Friday, August 8, 2008

At peace

A few months ago we sold a postcard on eBay from the first World War. We sell lots of cards from that epoch so selling it wasn’t too special. What was special though was the image. It was a row of dead soldiers lined up on the ground after a battle. Their wounds had been covered up and non had facial injuries. I’d rather not see cards like that. Even the ruins of towns, villages and farms can be shocking.
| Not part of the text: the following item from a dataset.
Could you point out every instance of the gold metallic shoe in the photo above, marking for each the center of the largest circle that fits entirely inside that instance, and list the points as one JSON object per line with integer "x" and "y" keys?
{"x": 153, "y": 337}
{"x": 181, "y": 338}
Yesterday I had to put the same card up for sale, another had arrived with a lot of postcards we bought recently. I have to scan the postcards and scale them down to fit eBay’s requirements; I managed to do all of this without looking too much at the image. Then I have to write about the card and examine the corners, look for creases and bends etc. I don’t know why I felt peace from the card – silence and peace. It reminded me of the extract from a poem by Wilfred Owen I'd used to accompany a postcard for armistice:

“Of them who running on that last high place
Breasted the surf of bullets, or went up
On the hot blast and fury of hell’s upsurge,
Or plunged and fell away past this world’s verge,
Some say God caught them even before they fell.”


Debbie K said...

Hi Anji
What a really moving poem.
So poignant. they capture the mood conveyed by the postcard beautifully.
I felt peaceful reading it too.
You clearly have a wonderful skill for creating your delightful postcards.

Best wishes

Anji said...

Debbie: Thank you! I've always loved the poems of Wilfred Owen. The last line quoted was just right for that card.

alan said...

I heard an interview last fall with the author of a book I need to track down; it was written with her grandmother's diaries as inspiration. Her Grandmother had lost ever male member of her family in "The Great War", her father, brothers, cousins and 2nd cousins...I forget the number but 20 something comes to mind.

Horrific! The terrible price paid for a lesson that wasn't learned...

A few years ago I read of a farmer that found a bayonet sticking up in one of his fields; as they started uncovering it they found more; a whole trench line of infantry buried alive by one of the huge artillery shells that were used- instantly suffocated and buried standing at their posts.

As the last few veterans of that war leave for Elysium fields I'm glad that the poetry and the postcards survive through someone so reverant!